Et puis, ce n’est pas notre premier groupe : on sait où chacun se place, sans surjouer. On reste naturels.
Nico : Rien n’est calculé. On ne se dit jamais “tiens, tu bouges comme ça”. C’est instinctif. Parfois, on peut paraître un peu froid, mais ça colle à notre musique. Et puis les petits lieux, comme les bars, amplifient l’énergie collective avec le public. Ça marche toujours bien.
Votre album vient enfin de sortir, avec des concerts prévus en octobre. Comment vivez-vous cette période ?
Max : On est surtout débordés ! On a fait tout ce qu’on pouvait en amont, maintenant on fonce.
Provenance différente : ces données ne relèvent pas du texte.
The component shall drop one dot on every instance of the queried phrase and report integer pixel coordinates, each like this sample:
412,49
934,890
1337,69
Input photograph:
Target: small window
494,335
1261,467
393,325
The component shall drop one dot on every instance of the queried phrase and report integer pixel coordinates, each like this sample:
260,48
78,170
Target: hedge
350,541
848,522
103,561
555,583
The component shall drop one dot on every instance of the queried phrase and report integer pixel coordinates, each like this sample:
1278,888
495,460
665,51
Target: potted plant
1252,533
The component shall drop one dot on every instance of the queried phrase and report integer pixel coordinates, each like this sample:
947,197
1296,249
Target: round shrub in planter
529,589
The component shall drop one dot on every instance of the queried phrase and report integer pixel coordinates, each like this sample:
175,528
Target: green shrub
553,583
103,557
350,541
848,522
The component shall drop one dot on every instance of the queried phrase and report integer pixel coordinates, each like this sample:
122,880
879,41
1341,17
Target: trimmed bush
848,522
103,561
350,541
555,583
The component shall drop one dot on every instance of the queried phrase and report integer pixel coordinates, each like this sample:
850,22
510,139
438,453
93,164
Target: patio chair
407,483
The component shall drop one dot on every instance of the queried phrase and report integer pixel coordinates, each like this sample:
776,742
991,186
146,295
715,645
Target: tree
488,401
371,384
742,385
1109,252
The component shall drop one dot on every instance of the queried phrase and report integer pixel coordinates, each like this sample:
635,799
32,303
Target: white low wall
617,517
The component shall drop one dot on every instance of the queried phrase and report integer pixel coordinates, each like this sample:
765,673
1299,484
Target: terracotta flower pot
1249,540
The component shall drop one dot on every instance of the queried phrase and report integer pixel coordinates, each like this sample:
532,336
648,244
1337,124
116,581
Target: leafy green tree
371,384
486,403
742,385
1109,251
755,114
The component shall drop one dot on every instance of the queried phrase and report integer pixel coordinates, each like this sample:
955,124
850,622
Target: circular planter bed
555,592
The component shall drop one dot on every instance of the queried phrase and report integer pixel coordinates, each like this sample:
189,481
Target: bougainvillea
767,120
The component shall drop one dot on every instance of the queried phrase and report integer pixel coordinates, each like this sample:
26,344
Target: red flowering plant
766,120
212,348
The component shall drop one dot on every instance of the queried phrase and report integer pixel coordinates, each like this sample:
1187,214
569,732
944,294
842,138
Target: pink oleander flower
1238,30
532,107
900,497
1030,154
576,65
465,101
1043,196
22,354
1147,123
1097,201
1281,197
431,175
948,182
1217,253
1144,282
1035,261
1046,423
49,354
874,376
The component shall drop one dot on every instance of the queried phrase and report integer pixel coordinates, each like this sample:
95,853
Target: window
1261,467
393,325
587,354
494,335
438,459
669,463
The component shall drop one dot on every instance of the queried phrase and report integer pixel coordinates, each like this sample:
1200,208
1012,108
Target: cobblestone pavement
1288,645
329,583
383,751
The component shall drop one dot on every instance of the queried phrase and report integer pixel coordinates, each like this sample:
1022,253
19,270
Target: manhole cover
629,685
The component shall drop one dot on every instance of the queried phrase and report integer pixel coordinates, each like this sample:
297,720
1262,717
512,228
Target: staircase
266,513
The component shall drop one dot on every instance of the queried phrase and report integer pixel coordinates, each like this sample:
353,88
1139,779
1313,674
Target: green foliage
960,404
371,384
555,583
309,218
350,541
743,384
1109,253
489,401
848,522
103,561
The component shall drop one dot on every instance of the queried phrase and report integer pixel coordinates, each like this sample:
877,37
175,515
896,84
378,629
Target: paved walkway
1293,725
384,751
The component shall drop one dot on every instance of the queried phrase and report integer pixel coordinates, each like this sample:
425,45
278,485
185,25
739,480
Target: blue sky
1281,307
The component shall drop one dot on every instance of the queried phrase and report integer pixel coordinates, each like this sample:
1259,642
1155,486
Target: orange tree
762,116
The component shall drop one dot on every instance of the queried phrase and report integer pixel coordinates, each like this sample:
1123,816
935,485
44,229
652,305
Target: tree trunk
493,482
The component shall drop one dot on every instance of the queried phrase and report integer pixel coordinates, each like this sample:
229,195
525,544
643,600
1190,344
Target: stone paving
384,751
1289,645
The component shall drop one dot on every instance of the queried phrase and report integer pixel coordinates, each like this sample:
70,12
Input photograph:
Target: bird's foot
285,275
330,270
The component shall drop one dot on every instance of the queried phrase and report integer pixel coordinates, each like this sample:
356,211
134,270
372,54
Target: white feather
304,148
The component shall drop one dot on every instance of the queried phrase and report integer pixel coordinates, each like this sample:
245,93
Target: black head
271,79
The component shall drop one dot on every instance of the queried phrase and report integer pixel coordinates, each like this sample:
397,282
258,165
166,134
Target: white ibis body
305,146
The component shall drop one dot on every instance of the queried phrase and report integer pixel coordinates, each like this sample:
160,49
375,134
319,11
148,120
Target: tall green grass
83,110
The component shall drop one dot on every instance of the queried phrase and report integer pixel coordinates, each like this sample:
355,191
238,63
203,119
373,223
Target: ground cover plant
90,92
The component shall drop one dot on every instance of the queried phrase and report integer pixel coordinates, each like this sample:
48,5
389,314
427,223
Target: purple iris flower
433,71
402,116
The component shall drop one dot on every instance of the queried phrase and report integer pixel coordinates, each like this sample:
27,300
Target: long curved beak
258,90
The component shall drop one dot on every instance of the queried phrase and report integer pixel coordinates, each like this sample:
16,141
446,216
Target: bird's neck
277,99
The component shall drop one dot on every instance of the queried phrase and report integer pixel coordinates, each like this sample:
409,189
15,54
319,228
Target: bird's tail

L’un prend le relais quand l’autre est sous l’eau, c’est aussi ça l’esprit du groupe.
On ne se projette pas trop loin : on veut juste défendre le disque sur scène, aller le vendre sur la route. C’est déjà énorme.
Nico : Et puis les releases, ça va être des moments forts. On va sûrement être stressés, mais c’est normal.
Vous êtes accompagnés par la ferarock. Qu’est-ce que cela change pour vous ?
Max : C’est un vrai coup de pouce. Ils ont sélectionné notre album dans leur comité national, donc pendant une semaine, il sera mis en avant sur toutes les radios FeraRock en France.
C’est un relais de diffusion précieux, surtout pour un groupe indépendant comme nous.
Justement, comment vivez-vous votre indépendance ?
Max : C’est beaucoup de boulot. Depuis six mois, j’ai passé 70 % de mon temps sur la promo : mails, labels, tourneurs, presse… On n’a pas composé un seul nouveau morceau, faute de temps.
On a cinq labels partenaires, mais ça reste à petite échelle. Le pressage est à moitié financé, tout le reste sort de nos poches. Studio, mix, mastering, graphisme… tout est fait maison.
L’indépendance, c’est beau, mais ça coûte cher. C’est une question de passion avant tout.
Et en 2025, comment voyez-vous votre place dans le monde de la musique ?
Max : Deux d’entre nous sont intermittents, Nico a un autre boulot. On ne vit pas de Fauna Nova, mais ce n’est pas le but. Péah fait beaucoup de technique sur des festivals, moi je compose pour le théâtre.
La situation culturelle est tendue, mais ça ne change pas notre envie de jouer. On continuera, quoi qu’il arrive.